What preserves you?

The Martyr John, Archbishop of Riga, wrote:

Martyrdom of St John of. Riga
Martyrdom of St John of. Riga

What dissoluteness grows in man’s heart, like rust on the blade of a battle sword when it lies unused, or like a garden which becomes overgrown if not tended by the gardener’s shears.

Tell me, O Christian: What preserves you from the haughtiness which so easily penetrates even the strongest hearts, even the hearts of Christ’s disciples? Is it not the cross and suffering? What humbles the passionate inclinations of the flesh which so quickly and easily spread in times of well-being and prosperity like insects in a swamp on a sunny day? What teaches you to shun this uncleanness? Is it not the rod of misfortunes and sorrows? What arouses you from the sleep of self-assurance in which we are so easily lulled to sleep by times of earthly happiness?

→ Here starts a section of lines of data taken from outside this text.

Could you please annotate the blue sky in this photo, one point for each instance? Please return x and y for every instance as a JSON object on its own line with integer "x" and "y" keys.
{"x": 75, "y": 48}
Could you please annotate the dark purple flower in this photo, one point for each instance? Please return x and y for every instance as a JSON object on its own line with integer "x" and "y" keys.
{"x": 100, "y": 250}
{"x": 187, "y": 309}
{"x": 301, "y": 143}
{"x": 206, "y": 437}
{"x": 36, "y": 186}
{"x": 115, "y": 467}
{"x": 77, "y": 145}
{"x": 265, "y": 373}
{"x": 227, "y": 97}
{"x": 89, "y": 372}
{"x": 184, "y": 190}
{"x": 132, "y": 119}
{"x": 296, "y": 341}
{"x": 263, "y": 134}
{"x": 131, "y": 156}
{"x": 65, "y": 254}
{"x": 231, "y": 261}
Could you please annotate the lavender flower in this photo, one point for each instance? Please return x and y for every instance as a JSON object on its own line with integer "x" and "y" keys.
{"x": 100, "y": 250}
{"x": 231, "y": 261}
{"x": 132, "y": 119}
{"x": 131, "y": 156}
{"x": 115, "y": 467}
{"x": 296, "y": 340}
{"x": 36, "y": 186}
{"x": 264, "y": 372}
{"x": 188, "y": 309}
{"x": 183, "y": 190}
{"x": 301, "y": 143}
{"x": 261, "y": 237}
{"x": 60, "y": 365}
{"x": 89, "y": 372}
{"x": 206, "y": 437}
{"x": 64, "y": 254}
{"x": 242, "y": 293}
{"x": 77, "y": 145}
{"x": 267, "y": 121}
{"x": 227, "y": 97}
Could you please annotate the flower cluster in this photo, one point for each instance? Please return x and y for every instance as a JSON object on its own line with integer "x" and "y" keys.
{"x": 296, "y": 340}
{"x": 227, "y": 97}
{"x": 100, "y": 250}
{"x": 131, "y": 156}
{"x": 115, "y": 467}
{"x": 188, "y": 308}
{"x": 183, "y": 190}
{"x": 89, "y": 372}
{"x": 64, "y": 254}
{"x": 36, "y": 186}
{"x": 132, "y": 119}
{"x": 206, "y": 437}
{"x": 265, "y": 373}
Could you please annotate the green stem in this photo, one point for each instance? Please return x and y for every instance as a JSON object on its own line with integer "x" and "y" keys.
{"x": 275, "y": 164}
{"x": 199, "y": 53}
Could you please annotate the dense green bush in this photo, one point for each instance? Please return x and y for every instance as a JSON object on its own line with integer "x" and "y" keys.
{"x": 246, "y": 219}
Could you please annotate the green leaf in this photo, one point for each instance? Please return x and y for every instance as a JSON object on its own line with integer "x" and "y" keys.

Or what is more conducive to lazy vegetation than cloudless, carefree days of prosperity? At such times, isn’t a storm to be welcomed? What will draw you out of the dangerous state of insensibility? Will not sorrows? Will not illness? What tears us away from our worldly attachments, the love for the world and all that is in it? Is it not necessity and misfortunes?

Do not trials teach us to take life more seriously? Do not sorrows teach us to be prepared for death?

Wild brambles in the heart cannot be uprooted without the pruning shears of the heavenly Gardener, and the good fruit of truth and righteousness will not grow without the rain of tears and sorrows.